Title VII’s Prohibitions
Title VII prohibits a covered employer from discriminating against an employee on the basis of race, color, religion, sex or national origin. This prohibition includes discrimination on the basis of the employee’s friendship with and/or advocacy on behalf of a member of a protected class.
Disparate Treatment And/Or Disparate Or Adverse Impact
A plaintiff of an employment discrimination case may use the theories of disparate treatment and/or disparate or adverse impact in order to prove a claim of unlawful Title VII discrimination. Disparate treatment (including mixed-motive) means different treatment and focuses on the employer’s discriminatory intent. Disparate or adverse impact, on the other hand, focuses on discriminatory results that come out of seemingly neutral and nondiscriminatory employment or practices.
Title VII prohibits covered employers from retaliating against an employee or applicant who opposes any practice that Title VII has made unlawful or makes a charge, testifies, assists or participates in any manner in an investigation, proceeding or hearing under Title VII. Courts have interpreted this prohibition against retaliation very broadly.

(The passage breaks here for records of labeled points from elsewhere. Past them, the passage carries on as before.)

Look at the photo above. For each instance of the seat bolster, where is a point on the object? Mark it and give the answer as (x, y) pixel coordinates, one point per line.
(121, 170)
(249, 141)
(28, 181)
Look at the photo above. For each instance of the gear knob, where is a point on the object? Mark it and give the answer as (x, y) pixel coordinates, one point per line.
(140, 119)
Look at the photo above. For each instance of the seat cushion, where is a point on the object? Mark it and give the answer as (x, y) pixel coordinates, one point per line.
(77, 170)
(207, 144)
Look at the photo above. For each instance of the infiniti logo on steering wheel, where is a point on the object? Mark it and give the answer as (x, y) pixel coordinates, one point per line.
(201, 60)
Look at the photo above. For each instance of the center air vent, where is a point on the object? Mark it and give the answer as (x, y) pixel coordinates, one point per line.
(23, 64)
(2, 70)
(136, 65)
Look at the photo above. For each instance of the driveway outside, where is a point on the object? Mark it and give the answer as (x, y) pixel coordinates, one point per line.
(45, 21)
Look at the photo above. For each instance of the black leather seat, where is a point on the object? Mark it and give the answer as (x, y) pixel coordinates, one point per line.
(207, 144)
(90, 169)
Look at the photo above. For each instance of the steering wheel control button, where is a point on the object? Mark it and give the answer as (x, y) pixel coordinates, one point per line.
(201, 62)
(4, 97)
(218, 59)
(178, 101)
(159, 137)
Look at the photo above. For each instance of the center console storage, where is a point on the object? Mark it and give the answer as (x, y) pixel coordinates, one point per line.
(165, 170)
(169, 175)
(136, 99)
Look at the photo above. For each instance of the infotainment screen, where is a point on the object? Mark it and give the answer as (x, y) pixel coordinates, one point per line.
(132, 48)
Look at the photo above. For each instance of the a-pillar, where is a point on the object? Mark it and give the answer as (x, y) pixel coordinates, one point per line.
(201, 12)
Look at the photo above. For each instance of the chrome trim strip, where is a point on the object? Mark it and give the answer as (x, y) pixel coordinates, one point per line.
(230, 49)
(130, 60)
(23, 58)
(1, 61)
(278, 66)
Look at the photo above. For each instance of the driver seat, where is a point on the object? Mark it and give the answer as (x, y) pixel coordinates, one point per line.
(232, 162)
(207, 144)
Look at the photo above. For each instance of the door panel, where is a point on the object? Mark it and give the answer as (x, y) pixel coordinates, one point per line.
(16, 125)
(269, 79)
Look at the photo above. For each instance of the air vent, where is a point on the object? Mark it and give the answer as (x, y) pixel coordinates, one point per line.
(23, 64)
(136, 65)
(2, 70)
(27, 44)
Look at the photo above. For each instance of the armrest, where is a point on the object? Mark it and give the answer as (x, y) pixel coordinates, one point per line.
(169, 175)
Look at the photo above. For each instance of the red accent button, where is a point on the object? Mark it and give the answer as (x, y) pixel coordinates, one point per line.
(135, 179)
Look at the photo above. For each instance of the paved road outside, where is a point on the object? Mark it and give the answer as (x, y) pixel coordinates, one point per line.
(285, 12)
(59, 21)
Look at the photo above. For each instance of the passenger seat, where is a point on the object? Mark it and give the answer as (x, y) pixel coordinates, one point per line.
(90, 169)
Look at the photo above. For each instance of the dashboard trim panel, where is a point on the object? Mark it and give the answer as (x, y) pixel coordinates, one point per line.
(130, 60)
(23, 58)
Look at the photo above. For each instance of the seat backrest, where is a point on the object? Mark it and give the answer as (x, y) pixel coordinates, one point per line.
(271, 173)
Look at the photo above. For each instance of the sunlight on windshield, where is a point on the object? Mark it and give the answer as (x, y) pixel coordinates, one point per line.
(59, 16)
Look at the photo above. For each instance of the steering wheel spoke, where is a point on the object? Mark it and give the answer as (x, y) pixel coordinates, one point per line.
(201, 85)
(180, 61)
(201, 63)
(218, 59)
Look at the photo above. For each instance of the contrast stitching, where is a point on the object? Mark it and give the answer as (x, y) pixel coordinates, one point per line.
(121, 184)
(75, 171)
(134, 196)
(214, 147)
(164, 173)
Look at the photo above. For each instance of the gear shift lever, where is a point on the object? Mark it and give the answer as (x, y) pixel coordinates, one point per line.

Encompassed within Title VII’s prohibition of discrimination is a ban on harassment because of an employee’s protected classification. Notably, Title VII imposes liability against covered employers not only for harassment perpetrated by their own employees, but also for third-party harassment of which the employer is aware or approves. This includes a failure of the employer to investigate and remedy the third-party harassment after learning about it. Of course, although harassment is a form of discrimination, you do not need to prove discrimination in order to prove harassment.
Failure To Accommodate For Religion
In addition, Title VII requires covered employers to make reasonable accommodations – unless it would create an undue hardship – for one of the protected classifications: religion.